Die Bemühungen Chinas um eine verlässlichere rechtsstaatliche Basis - und vor allem: Praxis - sind zwar zu begrüßen, müssen jedoch im politischen Kontext des Riesenreichs gesehen werden. Denn Präsident Xi Jinping hat durchaus deutlich gemacht, dass bei rechtsstaatlichen Reformen die "chinesischen Charakteristika" berücksichtigt werden müssen. Im Klartext heißt dies, dass das Primat der Kommunistischen Partei über das Recht und den Staat gewahrt bleiben muss.  Daraus ergibt sich ein grundlegender Widerspruch zum westlichen Verständnis, das Rechtsstaatlichkeit nur bei ausnahmsloser Anwendung auf alle gesellschaftlichen Akteure als gegeben ansieht.

Was bedeutet das für die Zukunft des europäisch-chinesischen Verhältnisses?

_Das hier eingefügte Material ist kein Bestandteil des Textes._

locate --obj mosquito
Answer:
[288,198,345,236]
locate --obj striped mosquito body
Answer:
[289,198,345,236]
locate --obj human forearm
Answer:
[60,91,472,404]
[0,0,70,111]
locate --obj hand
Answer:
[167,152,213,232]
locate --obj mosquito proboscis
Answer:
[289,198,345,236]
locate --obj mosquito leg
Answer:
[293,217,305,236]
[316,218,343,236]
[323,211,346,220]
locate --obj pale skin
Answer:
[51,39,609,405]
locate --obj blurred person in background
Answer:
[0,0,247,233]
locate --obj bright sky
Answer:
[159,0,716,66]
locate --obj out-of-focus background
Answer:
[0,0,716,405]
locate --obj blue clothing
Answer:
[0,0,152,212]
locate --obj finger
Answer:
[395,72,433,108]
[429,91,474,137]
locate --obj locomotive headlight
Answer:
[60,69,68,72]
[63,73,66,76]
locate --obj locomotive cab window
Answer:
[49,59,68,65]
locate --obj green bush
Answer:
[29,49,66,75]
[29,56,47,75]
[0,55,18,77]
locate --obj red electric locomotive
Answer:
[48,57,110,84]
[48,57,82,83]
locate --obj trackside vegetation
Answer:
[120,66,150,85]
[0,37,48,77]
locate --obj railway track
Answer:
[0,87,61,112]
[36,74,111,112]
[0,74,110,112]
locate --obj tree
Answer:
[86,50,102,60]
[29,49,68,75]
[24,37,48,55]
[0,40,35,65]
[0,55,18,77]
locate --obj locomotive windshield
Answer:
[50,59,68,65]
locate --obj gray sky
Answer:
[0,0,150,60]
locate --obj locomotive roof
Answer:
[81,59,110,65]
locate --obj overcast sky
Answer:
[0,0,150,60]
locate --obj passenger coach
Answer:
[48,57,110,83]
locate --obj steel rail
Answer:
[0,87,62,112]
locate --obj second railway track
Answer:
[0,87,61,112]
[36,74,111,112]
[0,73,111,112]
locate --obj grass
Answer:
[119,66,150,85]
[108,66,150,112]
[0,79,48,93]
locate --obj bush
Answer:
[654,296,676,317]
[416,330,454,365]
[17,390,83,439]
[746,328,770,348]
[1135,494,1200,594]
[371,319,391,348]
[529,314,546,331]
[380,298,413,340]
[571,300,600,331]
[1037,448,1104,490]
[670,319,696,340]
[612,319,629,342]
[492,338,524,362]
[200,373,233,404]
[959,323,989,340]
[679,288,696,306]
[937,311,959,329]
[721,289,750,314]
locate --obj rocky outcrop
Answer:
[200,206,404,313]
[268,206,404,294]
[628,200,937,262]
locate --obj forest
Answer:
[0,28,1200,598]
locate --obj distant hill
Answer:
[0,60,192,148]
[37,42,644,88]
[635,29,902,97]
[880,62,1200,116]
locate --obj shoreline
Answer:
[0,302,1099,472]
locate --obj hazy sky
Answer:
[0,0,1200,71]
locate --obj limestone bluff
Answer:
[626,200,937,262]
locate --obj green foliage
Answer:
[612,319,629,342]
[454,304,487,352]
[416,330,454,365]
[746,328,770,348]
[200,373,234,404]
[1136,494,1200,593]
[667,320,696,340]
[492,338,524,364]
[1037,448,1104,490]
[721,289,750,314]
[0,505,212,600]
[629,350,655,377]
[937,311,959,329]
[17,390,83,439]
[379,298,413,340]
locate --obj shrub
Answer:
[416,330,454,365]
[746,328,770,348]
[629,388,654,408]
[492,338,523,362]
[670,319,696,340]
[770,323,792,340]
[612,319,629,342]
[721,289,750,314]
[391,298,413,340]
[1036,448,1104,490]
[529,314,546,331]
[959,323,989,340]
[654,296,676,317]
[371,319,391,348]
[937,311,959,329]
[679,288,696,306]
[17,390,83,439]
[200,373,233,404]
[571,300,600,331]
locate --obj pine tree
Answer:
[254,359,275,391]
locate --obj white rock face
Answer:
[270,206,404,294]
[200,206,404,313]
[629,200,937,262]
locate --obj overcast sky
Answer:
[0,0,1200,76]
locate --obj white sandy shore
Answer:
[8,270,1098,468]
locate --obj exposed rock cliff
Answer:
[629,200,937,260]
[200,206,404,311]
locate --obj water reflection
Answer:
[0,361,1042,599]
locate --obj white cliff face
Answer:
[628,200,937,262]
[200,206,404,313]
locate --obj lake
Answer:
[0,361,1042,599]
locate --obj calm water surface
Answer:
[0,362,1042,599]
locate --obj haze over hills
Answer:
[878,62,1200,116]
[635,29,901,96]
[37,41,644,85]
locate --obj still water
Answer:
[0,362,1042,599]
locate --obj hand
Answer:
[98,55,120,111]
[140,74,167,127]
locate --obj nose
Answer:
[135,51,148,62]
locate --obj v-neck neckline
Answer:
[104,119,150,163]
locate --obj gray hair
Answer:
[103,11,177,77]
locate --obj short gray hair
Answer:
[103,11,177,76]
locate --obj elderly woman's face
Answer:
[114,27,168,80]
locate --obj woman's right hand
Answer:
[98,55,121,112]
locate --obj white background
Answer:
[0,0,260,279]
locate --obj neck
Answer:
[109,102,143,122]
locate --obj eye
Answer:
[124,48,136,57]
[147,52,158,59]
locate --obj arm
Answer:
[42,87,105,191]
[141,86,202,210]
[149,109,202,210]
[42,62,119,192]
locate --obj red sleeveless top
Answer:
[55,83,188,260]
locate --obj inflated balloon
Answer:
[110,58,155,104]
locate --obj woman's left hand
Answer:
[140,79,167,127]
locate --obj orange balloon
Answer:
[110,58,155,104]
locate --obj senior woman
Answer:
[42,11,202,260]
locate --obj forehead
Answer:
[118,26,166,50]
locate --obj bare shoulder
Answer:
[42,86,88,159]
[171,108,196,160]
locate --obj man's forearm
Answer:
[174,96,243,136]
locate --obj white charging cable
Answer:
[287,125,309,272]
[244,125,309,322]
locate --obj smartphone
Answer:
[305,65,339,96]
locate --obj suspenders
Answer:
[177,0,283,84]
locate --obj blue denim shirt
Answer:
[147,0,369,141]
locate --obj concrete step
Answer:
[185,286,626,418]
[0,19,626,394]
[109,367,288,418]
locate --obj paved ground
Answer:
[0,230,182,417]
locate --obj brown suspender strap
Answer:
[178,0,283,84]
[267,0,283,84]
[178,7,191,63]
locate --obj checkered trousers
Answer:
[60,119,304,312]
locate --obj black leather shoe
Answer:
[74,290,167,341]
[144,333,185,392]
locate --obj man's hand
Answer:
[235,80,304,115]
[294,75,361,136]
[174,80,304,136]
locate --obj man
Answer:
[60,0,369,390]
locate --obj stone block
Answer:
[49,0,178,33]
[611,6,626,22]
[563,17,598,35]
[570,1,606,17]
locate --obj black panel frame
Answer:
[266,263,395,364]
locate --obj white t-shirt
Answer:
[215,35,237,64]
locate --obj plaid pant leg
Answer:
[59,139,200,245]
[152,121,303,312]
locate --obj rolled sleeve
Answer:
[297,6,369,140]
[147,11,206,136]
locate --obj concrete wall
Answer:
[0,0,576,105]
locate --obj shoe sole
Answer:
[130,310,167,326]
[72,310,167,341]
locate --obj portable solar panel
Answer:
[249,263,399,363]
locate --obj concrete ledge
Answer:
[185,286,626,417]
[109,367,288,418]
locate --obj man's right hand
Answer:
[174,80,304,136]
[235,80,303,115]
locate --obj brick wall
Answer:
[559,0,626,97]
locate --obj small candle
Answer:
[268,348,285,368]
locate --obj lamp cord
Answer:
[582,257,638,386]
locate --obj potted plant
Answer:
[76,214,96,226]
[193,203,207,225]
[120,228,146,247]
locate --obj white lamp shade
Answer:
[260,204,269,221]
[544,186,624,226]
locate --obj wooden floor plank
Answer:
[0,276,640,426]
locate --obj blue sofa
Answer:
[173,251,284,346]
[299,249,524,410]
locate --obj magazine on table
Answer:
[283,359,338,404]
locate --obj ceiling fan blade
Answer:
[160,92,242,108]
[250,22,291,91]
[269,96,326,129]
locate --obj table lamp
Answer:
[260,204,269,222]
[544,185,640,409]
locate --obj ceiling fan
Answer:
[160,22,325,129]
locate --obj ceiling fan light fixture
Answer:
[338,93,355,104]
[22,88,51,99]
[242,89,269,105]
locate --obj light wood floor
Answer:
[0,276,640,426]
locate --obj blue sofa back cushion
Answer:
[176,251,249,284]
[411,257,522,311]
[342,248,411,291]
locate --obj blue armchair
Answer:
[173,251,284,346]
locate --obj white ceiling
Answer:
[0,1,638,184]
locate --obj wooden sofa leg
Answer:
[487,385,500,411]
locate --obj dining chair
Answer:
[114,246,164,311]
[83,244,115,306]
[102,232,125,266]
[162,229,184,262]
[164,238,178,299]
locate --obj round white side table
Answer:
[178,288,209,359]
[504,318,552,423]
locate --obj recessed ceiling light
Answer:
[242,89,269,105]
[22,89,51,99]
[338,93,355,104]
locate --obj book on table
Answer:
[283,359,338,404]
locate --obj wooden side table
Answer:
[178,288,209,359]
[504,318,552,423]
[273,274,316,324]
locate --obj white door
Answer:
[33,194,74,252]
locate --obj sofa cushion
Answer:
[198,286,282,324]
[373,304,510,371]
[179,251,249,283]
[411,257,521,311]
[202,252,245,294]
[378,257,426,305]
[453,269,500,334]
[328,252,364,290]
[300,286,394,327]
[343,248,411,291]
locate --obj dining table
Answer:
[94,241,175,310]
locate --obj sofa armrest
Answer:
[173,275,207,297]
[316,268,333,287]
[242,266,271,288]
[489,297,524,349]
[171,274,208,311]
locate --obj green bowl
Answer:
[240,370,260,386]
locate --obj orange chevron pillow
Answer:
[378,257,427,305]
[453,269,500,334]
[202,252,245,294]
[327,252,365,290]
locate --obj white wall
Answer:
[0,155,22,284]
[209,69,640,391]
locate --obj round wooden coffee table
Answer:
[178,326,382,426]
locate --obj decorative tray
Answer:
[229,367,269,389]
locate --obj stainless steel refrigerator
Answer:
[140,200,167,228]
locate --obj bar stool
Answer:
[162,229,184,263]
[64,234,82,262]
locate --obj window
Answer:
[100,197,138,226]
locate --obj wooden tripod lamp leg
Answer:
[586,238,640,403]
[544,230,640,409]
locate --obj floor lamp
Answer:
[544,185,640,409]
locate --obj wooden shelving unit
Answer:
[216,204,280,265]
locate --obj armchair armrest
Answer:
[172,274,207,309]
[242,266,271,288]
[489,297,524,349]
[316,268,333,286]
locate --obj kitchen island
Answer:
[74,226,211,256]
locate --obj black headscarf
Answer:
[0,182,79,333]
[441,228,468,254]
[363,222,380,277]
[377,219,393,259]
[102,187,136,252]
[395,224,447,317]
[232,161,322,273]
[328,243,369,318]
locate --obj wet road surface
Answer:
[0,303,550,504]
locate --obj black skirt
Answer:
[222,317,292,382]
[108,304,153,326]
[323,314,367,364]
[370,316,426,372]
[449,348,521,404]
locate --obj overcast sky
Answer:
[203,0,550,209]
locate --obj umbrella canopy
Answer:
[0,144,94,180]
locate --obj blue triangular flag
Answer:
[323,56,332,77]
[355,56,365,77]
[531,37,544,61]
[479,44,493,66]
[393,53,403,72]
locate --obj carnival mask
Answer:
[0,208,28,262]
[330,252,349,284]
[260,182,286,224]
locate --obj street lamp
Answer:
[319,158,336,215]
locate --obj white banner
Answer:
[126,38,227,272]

Zumindest dies: Die Handlungsstränge und Herausforderungen in China sind vielschichtig; die auf dem Tisch liegenden Probleme nicht minder. Ähnliches gilt aber auch für Europa. Das beißende Urteil des österreichischen Publizisten Karl Kraus: "Wir treiben Weltverkehr auf schmalspurigen Gehirnbahnen" scheint nach wie vor eine gewisse Berechtigung zu haben. Die Europäische Union, ein komplexes Gebilde sui generis, wird trotz aller Bemühungen Chinas Komplexität noch nicht gerecht. Und China interessiert sich noch zu einseitig für dasjenige an Europa, was es unmittelbar für sich gebrauchen kann, statt aus der europäischen Erfahrung der "Geeintheit in der Vielheit" grundsätzlich und langfristig für die Befriedung eigener Konflikte und die notwendige gesellschaftliche Ausdifferenzierung zu lernen.

Das können beide Seiten besser. China und Europa werden in den kommenden Jahren immer stärker aufeinander angewiesen sein. Daher sollten sie auch ihr gegenseitiges Interesse vertiefen und vom Pragmatisch-Tagespolitischen ins Grundsätzliche erweitern. Die Zusammenarbeit muss auch die zivilgesellschaftlichen und rechtsstaatlichen Ebenen erreichen. Erst dann werden die - vielversprechenden - Abkommen und Willenserklärungen vollends ihre Fürchte entfalten.

Wo liegt die Perspektive?

Zwar stößt der mittlerweile bereits siebte Staatsbesuch in neun Jahren der deutschen Bundeskanzlerin Angela Merkel in China vom 5. bis 8. Juli, mit dem sie die chinesisch-deutsche "Sonderbeziehung" ausbauen will, vielen europäischen Staatschefs sauer auf, da sie darin eine eigensinnige Konkurrenz zu einem gemeinsamen europäischen Vorgehen sehen. Die Sonderbeziehung Deutschlands zu China kann aber auch zum Motor der chinesisch-europäischen Beziehungen werden, wenn Deutschland künftig stärker auf europäische Initiativen Bezug nimmt und Europa besser einbezieht. (Roland Benedikter, Verena Nowotny, derStandard.at, 17.7.2014)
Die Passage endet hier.